Wer sich ins Firmengeflecht des René Benko begibt, der muss damit rechnen, dass es kompliziert wird. Rund tausend unterschiedliche Gesellschaften zählen zum intransparenten Reich des Immobilien- und Handelsmagnaten, dessen Signa Holding Ende November Insolvenz angemeldet hat. Das Konstrukt ufert sogar in Unternehmen aus, die gar nicht mehr zur Signa gehören, sondern zum privaten Eigentum von Benko. All die Signa- und Benko-Firmen machen emsig Geschäfte miteinander. Bei vielen fragt man sich: Was ist der Sinn dahinter?

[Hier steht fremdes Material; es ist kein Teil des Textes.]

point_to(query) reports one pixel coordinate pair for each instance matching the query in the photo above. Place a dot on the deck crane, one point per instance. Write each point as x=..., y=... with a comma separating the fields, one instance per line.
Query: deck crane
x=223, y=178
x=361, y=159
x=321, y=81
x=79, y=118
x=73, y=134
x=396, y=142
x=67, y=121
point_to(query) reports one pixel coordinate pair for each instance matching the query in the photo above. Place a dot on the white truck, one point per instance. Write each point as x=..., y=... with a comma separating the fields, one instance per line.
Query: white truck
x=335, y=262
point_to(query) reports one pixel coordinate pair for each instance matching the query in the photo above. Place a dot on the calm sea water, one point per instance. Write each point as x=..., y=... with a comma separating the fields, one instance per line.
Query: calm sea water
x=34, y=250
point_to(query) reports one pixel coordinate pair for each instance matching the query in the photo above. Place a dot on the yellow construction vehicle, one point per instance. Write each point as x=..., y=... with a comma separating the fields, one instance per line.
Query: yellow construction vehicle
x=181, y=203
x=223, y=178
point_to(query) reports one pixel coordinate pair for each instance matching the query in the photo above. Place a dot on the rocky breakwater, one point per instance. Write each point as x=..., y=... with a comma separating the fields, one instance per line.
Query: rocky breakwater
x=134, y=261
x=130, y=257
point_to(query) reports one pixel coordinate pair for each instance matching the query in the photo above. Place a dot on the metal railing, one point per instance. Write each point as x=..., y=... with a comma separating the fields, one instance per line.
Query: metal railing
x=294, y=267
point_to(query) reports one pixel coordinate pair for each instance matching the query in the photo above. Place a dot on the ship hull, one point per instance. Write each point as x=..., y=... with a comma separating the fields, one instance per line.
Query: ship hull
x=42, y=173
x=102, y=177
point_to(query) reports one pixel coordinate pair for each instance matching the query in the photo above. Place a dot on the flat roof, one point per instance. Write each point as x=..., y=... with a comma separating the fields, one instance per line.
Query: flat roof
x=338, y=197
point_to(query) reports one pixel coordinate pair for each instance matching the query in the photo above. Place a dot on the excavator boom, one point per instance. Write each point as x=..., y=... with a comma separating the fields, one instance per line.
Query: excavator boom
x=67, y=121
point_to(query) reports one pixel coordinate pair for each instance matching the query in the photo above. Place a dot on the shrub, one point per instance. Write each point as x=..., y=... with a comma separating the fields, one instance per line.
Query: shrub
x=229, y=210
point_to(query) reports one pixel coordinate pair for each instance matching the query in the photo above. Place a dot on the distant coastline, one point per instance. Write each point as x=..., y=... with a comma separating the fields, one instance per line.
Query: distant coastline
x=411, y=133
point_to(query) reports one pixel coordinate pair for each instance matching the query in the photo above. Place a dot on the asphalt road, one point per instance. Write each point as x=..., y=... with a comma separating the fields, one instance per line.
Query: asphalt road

Diskretion hinter alten Mauern: Luxemburg ist ein geschäftlicher Knotenpunkt des Benko-Imperiums.
Diskretion hinter alten Mauern: Luxemburg ist ein geschäftlicher Knotenpunkt des Benko-Imperiums.
IMAGO/BeckerBredel

Ein besonders rätselhafter Deal fand in den Jahren 2014 bis 2016 statt: Eine Signa-Firma wurde an eine private Stiftung Benkos verkauft – nur um sie bald danach wieder zurückzukaufen. Mutmaßlich floss beim Rückkauf viel mehr Geld als beim Verkauf zwei Jahre zuvor.

Video: Erste Gläubigerversammlung bei Signa Holding.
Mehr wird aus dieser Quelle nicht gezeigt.